Film Review: The Sea Beast


Chris Williams


Karl Urban, Zaris-Angel Hator, Jared Harris, Marianne Jean-Baptiste, Dan Stevens and Kathy Burke



When a young girl stows away on the ship of a legendary sea monster hunter, they launch an epic journey into uncharted waters – and make history to boot.

Karl Urban, Zaris-Angel Hator, Jared Harris, Marianne Jean-Baptiste, Dan Stevens and Kathy Burke

The Sea Beast is the latest animated original film from Netflix, which is directed by Chris Williams, making his solo directorial debut after co-directing on Disney animated films such as Bolt, Big Hero 6 and Moana. The film is set in a world where enormous sea monsters terrorise defenceless ships. But brave sea monster hunters set sail to protect the innocent and they are the celebrated heroes of their time. The greatest of the hunting ships is The Inevitable, captained by the legendary Captain Crow, alongside his surrogate son, Jacob Holland, a beloved hero willing to risk everything to keep people safe. When the King and Queen implore them to chase down the most feared sea beast, the Red Bluster, they embark on their most dangerous mission yet. But things become complicated when a young child, Maisie Brumble, stows away on their ship! Unable to turn back, Maisie, who dreams of becoming a legendary monster hunter, becomes a witness to history as the crew of The Inevitable prepare to take on the greatest of all beasts.

I wasn’t too sure what to expect with The Sea Beast, but judging from the trailer, I just assumed it would be a typical family-animated film with an odd-ball duo hunting sea monsters. Thankfully watching the film, there is definitely a lot more to it than my initial expectations. Firstly, the battle sequences of the hunter ships going up against a sea beast are beautifully composed, providing some interesting angles with the animation, almost done in a way to make it feel like they’re shooting in live-action to have the viewer caught up in the moment and placed in the hunt themselves. Overall, the animation style is gorgeous and what really works in the films favour is how they capture the scale of the sea beasts, given viewers that sense of awe and wonder. But what Williams and his co-writer Nell Benjamin have done is that they have brought a lot of heart into this story. There’s comparisons to be made with Maisie, being a young orphan, and Jacob, a hunter who was orphaned after being the sole survivor of a sea beast attack as a young boy, and having the two paired together for the majority of the films runtime is actually one of the films main strengths.

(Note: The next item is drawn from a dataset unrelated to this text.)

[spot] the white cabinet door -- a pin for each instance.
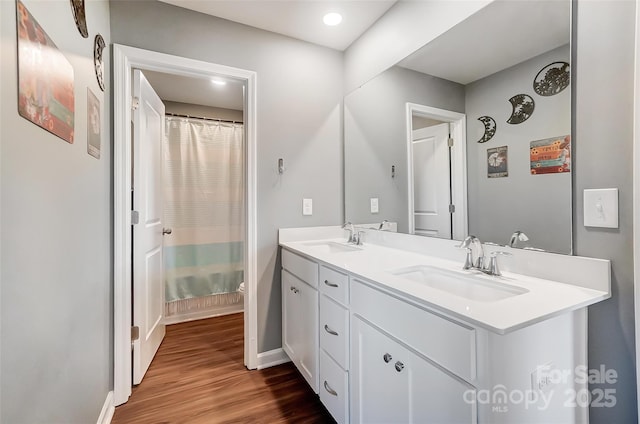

Primarily this is due to the performances from the voice cast. Zaris-Angel Hator, who voices Maisie, is absolutely terrific in the role, she’s feisty and wide-eyed to the adventure she’s forced herself into, as well as looking into the complications of the history between man and sea beast. Karl Urban, who voices Jacob, is having a great time playing the character, who adores the life he leads but still holds on to certain values and codes that can’t be broken. In terms of the supporting cast, Jared Harris brings gravitas to proceedings voicing Captain Crow, while Marianne Jean-Baptiste is also really good as Sarah Sharpe. There is one particular sub-plot I felt that didn’t work for me and that involved the King and Queen having one of their own Admiral’s have their own ship and wage with Captain Crow and Jacob that whoever got the Red Bluster first, wins. It’s a shame too, considering when you find out that the character of Admiral Hornagold was voiced by Dan Stevens, but I found it to be underwritten and wondered if it was due to film duration reasons. However, there’s one particular sea monster that appears in the film, and has been shown in the trailers, by the name of Blue that Maisie comes across, that thing will undoubtedly become a plushie selling machine once this film takes off with audiences.



The Sea Beast is a delightful animated film, with plenty of adventure, heart and wonder that the whole family can enjoy this summer.